Friday, August 03, 2012



OIA Review: More appalling conclusions

I've been reading more of the Law Commission's review of the Official Information Act [PDF], this time on resourcing and charging. The first is about how agencies cope with large and time consuming requests. As expected, government agencies go through their usual laundry-list of complaints: "fishing expeditions" (AKA "people wanting to know stuff"), multiple-agency requests (AKA "people wanting to know who knows stuff"), and repeated requests (AKA "people wanting to know stuff responding to hyper-legalistic games from Ministers"). They believe it is deeply unfair that an unnamed agency has to handle as many as 129 requests in a year - that's one every three days - and that recourse to existing administrative refusal grounds is deterred by the threat of adverse publicity (AKA "being accountable to the public for your OIA decisions").

Naturally, the Law Commission swallows all of this shit whole:

The importance of freedom of information is beyond question. But the expenditure of public money on this scale must be questioned.
They then approvingly quote the Cabinet Office that answering large requests
places undue emphasis on the principle of the progressive availability of information without an equivalent focus on the rider that this is 'thereby to enhance respect for the law and to promote the good government of New Zealand.'
..."good government" apparently being all about secrecy and cost-saving, rather than transparency and accountability.

As for the Law Commission's solutions to this "problem", they propose strengthening administrative withholding provisions, in particular by expanding the "substantial collation and research" clause to include time spent reading and redacting - that is, withholding - information. So excessive secrecy becomes a self-fulfilling prophecy; agencies will be able to refuse requests basically because it will be too much work for them to be secret - work that could be reduced or avoided if they were less secretive.

The other solution the Law Commission proposes is charging. At present, agencies almost never charge for information, due to either a commitment to transparency, it being too much work, or a desire to avoid adverse publicity. In the past eight years of requests, I've been asked for money only a handful of times, almost always by local authorities seeking to deter requests. While it never explicitly says so, the Law Commission pretty clearly wants to change that, and see wider use of charging.

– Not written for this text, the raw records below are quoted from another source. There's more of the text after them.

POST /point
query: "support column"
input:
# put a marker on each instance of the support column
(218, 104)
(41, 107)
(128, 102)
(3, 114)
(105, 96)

In particular, they want agencies to be able to charge requesters for the entire process - meaning they can charge for their own secretive practices - and they want to end the de facto exemption for political party research units. The discussion of the latter shows no understanding of the democratic role this fulfils, or how it helps agencies be properly accountable to Parliament (and through Parliament, the people of New Zealand). Instead, its all about limiting costs, deterring requests, and making life easy for bureaucrats.

Again, these are appalling conclusions, whose primary effect would be to roll back transparency, and hence accountability. The Law Commission should be deeply ashamed that it has reached them.